WA energy minister mulls home battery incentives, in solar tariff review

The Western Australia government is reportedly mulling the introduction of home battery storage incentives, as the state works to manage a rate of rooftop solar uptake that is expected to grow three-fold in the next decade.
The West Australian reported on Tuesday that energy minister Ben Wyatt was looking at ways to boost battery uptake, alongside possible changes to the state’s rooftop solar tariffs, that would either wind them back or scrap them altogether.
The news, which the West has packaged as a potential hit on state solar subsidies, is being interpreted elsewhere as a good thing, both for solar and battery storage in the state.
According to Redback Energy managing director Brian Innes, it could even provide hundreds of dollars a year of revenue for homes with solar and battery storage.
“Some good practical thinking coming from our Energy Minister,” Innes said on LinkedIn. We can reduce REBS payments to the daytime price and add a NWC payment (Notional Wholesale Capacity) for battery owners which could work out around $600/yr for a 5kva/10kwh VPP enabled system.”
Wyatt says batteries will have a crucial role in WA’s future energy needs by “helping maximise the use of existing infrastructure and reducing the cost of electricity supply for consumers” – a view shared by the Australian Energy Market Operator and most of the nation’s network operators.
On solar, The West Australian reports that Wyatt said Synergy was paying “over the odds” for surplus solar power during the middle of the day, when demand for electricity was typically low and output from Perth’s 240,000 solar homes was high.
He said he had asked the Public Utilities Office to examine the buyback scheme along with the adequacy of incentives for solar panels and batteries.
“The current REBS buyback rate is currently higher than the value of solar energy during the day. The scheme will be part of a more comprehensive examination of the State’s future electricity generation mix,” Wyatt said.

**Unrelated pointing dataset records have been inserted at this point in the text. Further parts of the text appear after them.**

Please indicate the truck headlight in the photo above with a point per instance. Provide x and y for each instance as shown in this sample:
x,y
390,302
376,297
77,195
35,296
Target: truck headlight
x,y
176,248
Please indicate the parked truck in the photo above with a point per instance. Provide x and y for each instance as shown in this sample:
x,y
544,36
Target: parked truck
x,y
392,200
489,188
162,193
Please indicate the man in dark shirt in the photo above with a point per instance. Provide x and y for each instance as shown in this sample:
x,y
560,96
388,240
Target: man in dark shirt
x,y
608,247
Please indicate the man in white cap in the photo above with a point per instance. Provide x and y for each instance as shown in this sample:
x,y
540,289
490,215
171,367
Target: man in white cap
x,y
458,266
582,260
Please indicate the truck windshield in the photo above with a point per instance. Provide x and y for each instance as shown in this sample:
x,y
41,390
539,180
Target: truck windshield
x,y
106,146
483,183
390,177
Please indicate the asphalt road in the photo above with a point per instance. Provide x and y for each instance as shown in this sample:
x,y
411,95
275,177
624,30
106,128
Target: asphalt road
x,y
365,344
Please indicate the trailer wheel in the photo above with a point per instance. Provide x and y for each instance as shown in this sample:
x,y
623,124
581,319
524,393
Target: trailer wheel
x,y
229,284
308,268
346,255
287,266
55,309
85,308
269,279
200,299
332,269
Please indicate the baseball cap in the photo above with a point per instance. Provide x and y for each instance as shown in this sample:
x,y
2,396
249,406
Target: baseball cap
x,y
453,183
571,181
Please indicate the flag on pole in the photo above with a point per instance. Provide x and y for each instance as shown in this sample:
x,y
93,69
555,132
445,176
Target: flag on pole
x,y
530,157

The paper draws a line between these comments and one of the more controversial findings from the recent Australian Competition and Consumer Commission electricity price review, that recommended winding up the federal government’s small-scale solar scheme early, or even closing it immediately.
That scheme, which marginally reduces the total up-front cost of installing solar, is being wound back already, and is completely separate to the state mandated rates that solar households are paid for the energy they export to the grid.

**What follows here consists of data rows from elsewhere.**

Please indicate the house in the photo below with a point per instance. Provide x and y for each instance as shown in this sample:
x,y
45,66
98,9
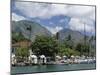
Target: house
x,y
21,44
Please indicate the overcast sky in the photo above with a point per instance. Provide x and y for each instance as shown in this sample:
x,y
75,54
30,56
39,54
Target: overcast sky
x,y
56,17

As it stands in WA, rooftop solar homes in Perth and the south-west region of the state receive a solar feed-in tariff from government-owned Synergy of 7.135c/kWh under the Renewable Energy Buyback Scheme (REBS).
But those in regional areas of WA, on the Horizon Power network, can get between 7.14c/kWh and 51c/kWh, depending on their location and system size.
And those in the state who applied for rooftop solar panels in the 201/11 financial year gained access to a 40c/kWh feed-in tariff for 10 years, or 20c/kWh for 10 years if they installed in July 2011.
Seven years later, as UWA Professor and solar industry expert Ray Wills noted in a Tweet (below), it is probably high time for a review of solar tariffs – as long as it is “transparent” and takes into account all of the benefits that rooftop solar offers to the broader grid.

But Wyatt’s review is, no doubt, also motivated by the head-spinning pace of solar growth in WA, and a need to start boosting the momentum of home battery storage uptake.
As we reported here, the Australian Energy Market Operator expects 134MW of rooftop solar to be installed annually over the next 10 years in WA, resulting in 2,273MW of total installed rooftop PV by 2027-28 – compared to 826MW at the end of December.
Battery storage uptake is expected to grow even more dramatically – AEMO forecasts a potential 10-fold increase in uptake – but that is off a very low base.
As Wills told One Step, as the state gets to rooftop solar penetration of 40-50 per cent in the early 2020s – it’s currently round the 30 per cent mark – significant deployment of battery storage will be needed.
Wills believes much of that battery growth will happen organically, but could easily be accelerated by well designed market incentives.
“I’m confident that, with a Labor government that has pledged to support renewables, they will not do anything to dud the rooftop solar market,” Wills said.
“As well as helping to better manage the impact of rooftop solar on the grid, batteries can help to shave peak loads and ultimately bring the state’s electricity prices down.”